His aides filed in quietly and took their positions around the conference table.   Glass remained behind his desk and Lisa stood next to him.  He introduced her and had the three men and two women introduce themselves to her.   He then explained what he wanted them to do for his daughter and they quickly filed out without uttering a word.  Lisa accompanied Robert Chang, head of
the iode lasers department, to begin a long and laborious day learning about her father's business.

 

 

 

 

 

 

 

 

 

 

 

 

 

 

 

 

 

 

 

 

 

 

 

 

 

 

 

 

 

 

 

 

 

 

 

 

 

 

 

 

 

CHAPTER 25

 

That evening she met Mikki in his room at the Inn.

"We'll have to break into his office," she concluded when she was done describing her visit to her father's plant.

"And how do you propose to do that, Sherlock?" Mikki asked dubiously. "From the sound of it, the place must be something resembling a fortress.”

"I'll have to find an excuse to go back in there when he's not around.  He has a trip scheduled the day after tomorrow.  I'll call Doris as soon as he leaves and tell her to arrange a few more briefings for me.  Once I'm in, I'll find an excuse to visit his office again.”

"Won't he become suspicious once he finds out?  I bet he is already wondering about this sudden interest.”

"He may, but I strongly doubt he can guess my real intentions. Anyway, I'll simply say I thought I needed some additional information."  She paused, considering what she had said.  "I'll say I didn’t want to bother him with such detail so I asked Doris to arrange it.”

"You thought  it  all  through  already,  didn't  you?"  Mikki mused.

"It's all I thought of, the entire day.  I couldn't recite a word any of those people said to me.”

They were silent for a while, when Lisa suddenly said: "I keep wondering about his scheduled trip to Paris.  He hasn't left the States since we came back from Israel.”

"How would you know?" Mikki asked, suddenly interested. "My mother would have told me about an overseas trip, if he had taken one.”

"Why would he bother telling her about any of his business trips?"

"He never does, at least not anymore, but she has a way of knowing.”

"Why would she be interested?"

"Old habit, I guess.
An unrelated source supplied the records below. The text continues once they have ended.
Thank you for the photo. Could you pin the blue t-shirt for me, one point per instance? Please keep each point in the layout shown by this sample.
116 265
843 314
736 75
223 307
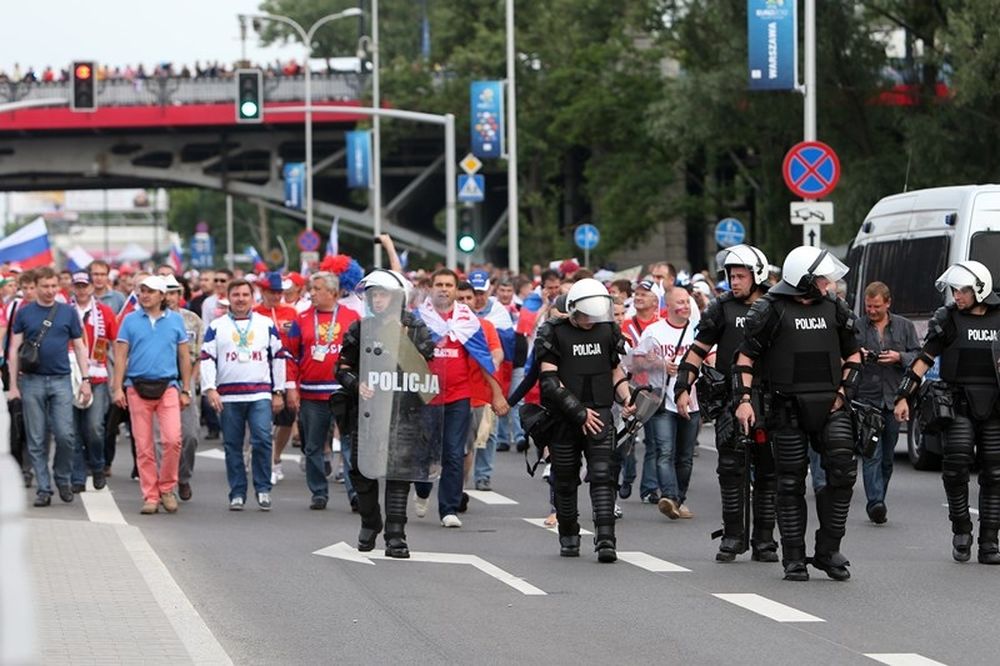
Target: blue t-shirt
54 353
152 344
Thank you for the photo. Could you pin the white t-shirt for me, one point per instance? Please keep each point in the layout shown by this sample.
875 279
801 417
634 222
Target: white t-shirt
673 347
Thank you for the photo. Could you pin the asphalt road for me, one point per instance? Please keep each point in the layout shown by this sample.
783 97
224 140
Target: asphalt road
268 598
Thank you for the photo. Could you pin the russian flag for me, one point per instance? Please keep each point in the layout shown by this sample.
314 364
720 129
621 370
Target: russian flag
28 246
259 265
175 258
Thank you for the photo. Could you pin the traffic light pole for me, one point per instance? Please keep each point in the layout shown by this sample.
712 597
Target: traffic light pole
446 120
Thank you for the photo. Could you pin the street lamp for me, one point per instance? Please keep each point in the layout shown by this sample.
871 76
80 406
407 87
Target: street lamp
306 36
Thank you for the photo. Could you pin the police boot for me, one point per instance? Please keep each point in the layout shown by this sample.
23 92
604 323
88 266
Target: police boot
829 559
765 549
395 541
989 552
569 545
729 548
368 534
961 546
794 561
604 544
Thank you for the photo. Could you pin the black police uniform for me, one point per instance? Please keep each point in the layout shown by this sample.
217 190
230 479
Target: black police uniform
963 341
723 325
396 491
585 361
799 348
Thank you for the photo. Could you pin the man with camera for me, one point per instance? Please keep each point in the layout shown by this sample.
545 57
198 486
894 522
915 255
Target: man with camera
889 345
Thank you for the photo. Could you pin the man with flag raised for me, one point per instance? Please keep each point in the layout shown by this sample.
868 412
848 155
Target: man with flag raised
458 336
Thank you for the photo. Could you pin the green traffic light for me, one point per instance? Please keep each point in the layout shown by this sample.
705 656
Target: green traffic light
466 244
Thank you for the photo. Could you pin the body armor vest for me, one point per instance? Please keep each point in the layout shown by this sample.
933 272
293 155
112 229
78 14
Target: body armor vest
969 358
804 356
734 314
585 362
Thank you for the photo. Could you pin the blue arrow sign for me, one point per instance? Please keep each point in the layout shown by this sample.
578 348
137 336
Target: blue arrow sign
471 189
586 237
729 232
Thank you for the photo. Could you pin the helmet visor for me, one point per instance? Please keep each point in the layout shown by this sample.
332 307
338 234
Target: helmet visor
596 309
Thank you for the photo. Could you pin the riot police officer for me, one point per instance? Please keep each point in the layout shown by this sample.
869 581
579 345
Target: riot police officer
383 364
723 324
800 344
963 334
580 374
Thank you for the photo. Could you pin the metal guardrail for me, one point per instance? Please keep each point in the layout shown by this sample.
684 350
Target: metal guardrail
340 86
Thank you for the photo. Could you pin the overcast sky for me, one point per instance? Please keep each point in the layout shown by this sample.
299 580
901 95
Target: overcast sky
121 32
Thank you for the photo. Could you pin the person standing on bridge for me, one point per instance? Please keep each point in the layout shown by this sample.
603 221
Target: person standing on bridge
963 334
800 345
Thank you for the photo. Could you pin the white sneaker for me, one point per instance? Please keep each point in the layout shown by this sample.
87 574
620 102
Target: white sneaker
421 504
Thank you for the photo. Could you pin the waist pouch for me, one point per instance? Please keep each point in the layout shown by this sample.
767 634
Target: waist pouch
935 407
982 400
814 410
151 389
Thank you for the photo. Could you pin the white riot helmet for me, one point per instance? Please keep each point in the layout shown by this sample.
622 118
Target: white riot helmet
801 268
971 274
748 257
590 298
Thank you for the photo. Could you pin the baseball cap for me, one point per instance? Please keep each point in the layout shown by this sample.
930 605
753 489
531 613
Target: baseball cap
172 283
154 282
272 282
645 284
480 280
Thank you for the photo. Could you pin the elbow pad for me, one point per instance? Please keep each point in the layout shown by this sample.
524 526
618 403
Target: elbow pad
348 380
561 398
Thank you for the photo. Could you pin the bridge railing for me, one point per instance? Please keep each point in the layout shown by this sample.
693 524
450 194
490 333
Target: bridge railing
338 86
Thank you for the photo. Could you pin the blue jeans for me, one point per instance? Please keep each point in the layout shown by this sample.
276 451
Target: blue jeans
483 469
669 455
455 433
877 470
47 401
235 418
90 422
315 422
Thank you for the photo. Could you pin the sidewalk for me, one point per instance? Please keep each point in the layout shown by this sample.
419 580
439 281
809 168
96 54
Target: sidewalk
103 596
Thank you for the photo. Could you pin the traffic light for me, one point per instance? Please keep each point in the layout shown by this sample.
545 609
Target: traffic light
466 236
83 87
249 96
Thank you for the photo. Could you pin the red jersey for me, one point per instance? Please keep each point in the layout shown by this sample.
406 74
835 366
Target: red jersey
314 342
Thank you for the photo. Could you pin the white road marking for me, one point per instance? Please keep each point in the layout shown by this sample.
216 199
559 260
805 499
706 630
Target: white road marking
768 608
540 522
489 497
974 512
219 454
344 551
650 563
903 659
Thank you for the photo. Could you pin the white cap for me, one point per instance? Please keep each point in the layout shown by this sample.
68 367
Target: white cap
172 283
155 282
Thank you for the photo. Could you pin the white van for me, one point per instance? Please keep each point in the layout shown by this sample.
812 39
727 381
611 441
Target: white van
906 241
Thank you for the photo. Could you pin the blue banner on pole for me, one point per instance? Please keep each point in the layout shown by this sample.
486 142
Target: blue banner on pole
294 174
359 159
487 118
772 41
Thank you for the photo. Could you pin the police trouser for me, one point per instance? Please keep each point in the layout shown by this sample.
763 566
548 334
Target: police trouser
791 435
602 468
396 493
967 440
735 454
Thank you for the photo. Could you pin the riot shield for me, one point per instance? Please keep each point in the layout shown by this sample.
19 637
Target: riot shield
646 368
399 427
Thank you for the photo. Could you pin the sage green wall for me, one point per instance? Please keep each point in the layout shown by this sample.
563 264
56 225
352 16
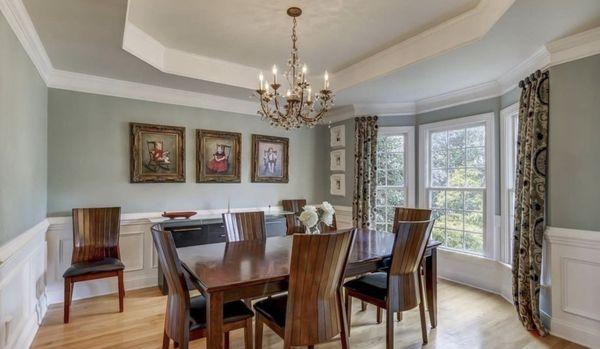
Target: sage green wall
574 145
88 142
23 124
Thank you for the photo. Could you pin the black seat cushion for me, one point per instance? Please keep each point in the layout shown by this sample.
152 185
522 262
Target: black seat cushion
385 264
232 312
273 308
373 285
106 264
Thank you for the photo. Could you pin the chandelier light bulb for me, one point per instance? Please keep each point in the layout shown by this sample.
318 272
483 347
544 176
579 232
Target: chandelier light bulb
297 107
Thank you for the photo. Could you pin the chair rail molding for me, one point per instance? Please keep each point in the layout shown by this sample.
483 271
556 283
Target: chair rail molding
23 301
137 253
574 261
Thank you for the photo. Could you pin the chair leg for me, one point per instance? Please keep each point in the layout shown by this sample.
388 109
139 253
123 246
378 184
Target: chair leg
121 290
348 301
422 309
345 322
258 334
68 296
389 329
166 341
248 334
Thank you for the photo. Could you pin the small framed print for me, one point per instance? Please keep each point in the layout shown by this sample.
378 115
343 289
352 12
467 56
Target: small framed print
338 136
338 185
218 156
337 160
157 153
269 159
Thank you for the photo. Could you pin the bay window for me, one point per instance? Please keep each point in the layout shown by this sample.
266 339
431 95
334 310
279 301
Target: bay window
457 181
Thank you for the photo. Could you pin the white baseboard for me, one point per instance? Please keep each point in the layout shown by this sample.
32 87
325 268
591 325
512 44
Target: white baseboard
22 287
574 263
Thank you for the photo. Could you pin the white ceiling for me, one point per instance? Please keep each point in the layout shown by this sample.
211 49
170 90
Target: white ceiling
86 36
331 34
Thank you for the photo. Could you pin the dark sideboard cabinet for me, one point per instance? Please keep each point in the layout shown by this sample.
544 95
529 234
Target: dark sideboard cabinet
192 232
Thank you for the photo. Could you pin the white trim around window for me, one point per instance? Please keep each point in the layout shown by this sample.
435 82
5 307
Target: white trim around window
507 154
489 238
409 153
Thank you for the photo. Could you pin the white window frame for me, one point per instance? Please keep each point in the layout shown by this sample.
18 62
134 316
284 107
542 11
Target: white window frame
409 157
506 155
487 119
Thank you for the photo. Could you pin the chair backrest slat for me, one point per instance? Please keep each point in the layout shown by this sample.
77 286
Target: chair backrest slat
178 301
245 226
405 214
317 267
95 234
293 223
410 242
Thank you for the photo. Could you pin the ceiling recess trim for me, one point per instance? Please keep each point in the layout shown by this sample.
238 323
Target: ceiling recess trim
461 30
456 32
She always made a point of knowing where
he was off to.  When they were younger she would sometimes join him.”

Mikki mulled the information over for a while.  There was nothing
peculiar  about a  businessman of the  caliber  of  Paul Glass, going to Paris.   He could think of a thousand appropriate reasons:  a  trade  show,  meeting  clients, coordinating global operations.  Why would such a trip have anything to do with Karen?

Yet something was nagging at his conscience.  There was something else, something they had not considered until this very moment.  The motive!  What motive would a father have to take such drastic measures as kidnapping his own daughter?

"I  just  had  a  thought,"  he  said,  still  trying  to  piece  his reasoning together.

Lisa looked up expectantly.

"Assuming we are on the right track, we've never actually considered why your father would have done such a thing.”

He paused for a moment and continued carefully.   "I can think of only one reason that would make him take such action…" He paused again and let her fill in the blank.

"His company," she said and bowed her head in anguish. “It was always The Company!"

Mikki nodded and continued excitedly. "Somewhere down the line he sacrificed his daughter for his company!"  

Lisa kept tensely focused, resembling a condemned person about to be handed a sentence. 

"We may be able to find the end of a string if we track the company's past to a certain trouble spot," Mikki suggested.

Excited at his own insight, he got up and began pacing the room.

Lisa lay back on the bed and closed her eyes.  Now that they had considered it, she knew it made sense.  She was certain it had been lurking somewhere in the back of her mind all along.  It was the family curse she had refused to confront; the reason she and her sister were denied a normal life.  She hated the company.  She hated living in its shadow and she despised the thought that once again it proved to be the source of her pain.